- Cover art
- Developer: Key
- Publisher: Visual Arts
- Artists: Ao Kimishima; Yūnon Nagayama; Fumuyun; Na-Ga;
- Writers: Hasama; Kai; Shun Sayuki; Yū Niijima;
- Composers: Shinji Orito; Ryō Mizutsuki; Shūhei Ōhashi; Taisuke Takanashi; Hayato Asano; Shōyu; Hisashi Tenkyū;
- Platform: Windows
- Release: JP: April 24, 2026; WW: TBA;
- Genres: Bishōjo game, visual novel
- Mode: Single-player

= Anemoi (video game) =

Anemoi (アネモイ) (Note: The title of the game, Anemoi, comes from Greek mythology, where it refers to the personifications of the various winds depicted in the classical wind rose.) is an all-ages Japanese visual novel developed by Key, a brand under Visual Arts. The game was released in Japan on April 24, 2026, with a worldwide release on Steam planned for a later date. It has been promoted as the company's latest full-price title. The game will feature five heroines with mainline routes.

Scenario writers Yū Niijima and Hasama, who previously worked with Key on Summer Pockets, returned as writers for Anemoi. Several other staff members, including Na-Ga and Shinji Orito, also contributed to the project, having previously worked on earlier Key titles such as Air, Clannad, and Little Busters!

==Synopsis==
The game is set in Masumi (真澄), a fictional small town in northern Japan, characterized by its rural surroundings and countryside landscape.

The protagonist, Mugi Hayakawa (速川麦, Hayakawa Mugi) returns to his childhood town with his sister, Rikka Hayakawa (速川六花, Hayakawa Rikka) ten years after burying a time capsule. Mugi plans to relax and enjoy his time in town until the moment comes to reopen it.

==Development==
===Marketing===
The project was first announced on November 15, 2023, through a social media post on Key's official Twitter account, accompanied by a short video teaser. On the same day, the official website for Anemoi was launched. A livestream was later scheduled for November 17, 2023, providing additional information about the visual novel.

On June 14, 2024, Key held another livestream, which included teasers of the game's artwork and announced the official release window for 2025. During the broadcast, the names of the main characters and their full-body portraits were revealed.

Another livestream was announced via Twitter on August 8, 2025, with the broadcast scheduled for August 18, 2025. The event featured the first ever reproduction of the opening theme song and movie.

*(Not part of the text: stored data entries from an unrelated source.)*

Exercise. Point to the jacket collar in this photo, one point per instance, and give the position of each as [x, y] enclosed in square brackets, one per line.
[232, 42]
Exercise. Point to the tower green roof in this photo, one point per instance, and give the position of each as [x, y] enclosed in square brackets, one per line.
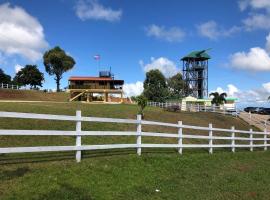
[197, 55]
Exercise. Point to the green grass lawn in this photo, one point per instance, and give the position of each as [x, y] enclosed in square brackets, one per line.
[33, 95]
[121, 174]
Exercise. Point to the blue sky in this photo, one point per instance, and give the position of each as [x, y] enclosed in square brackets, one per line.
[135, 36]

The release date of the visual novel was postponed to January 30, 2026. The game's director, Kai, also confirmed that the studio does not currently plan to develop an expansion for the visual novel, in contrast to Summer Pockets which had Summer Pockets Reflection Blue. On the same live event, it was also announced that Anemoi will be published on Steam in English, Japanese and simplified Chinese.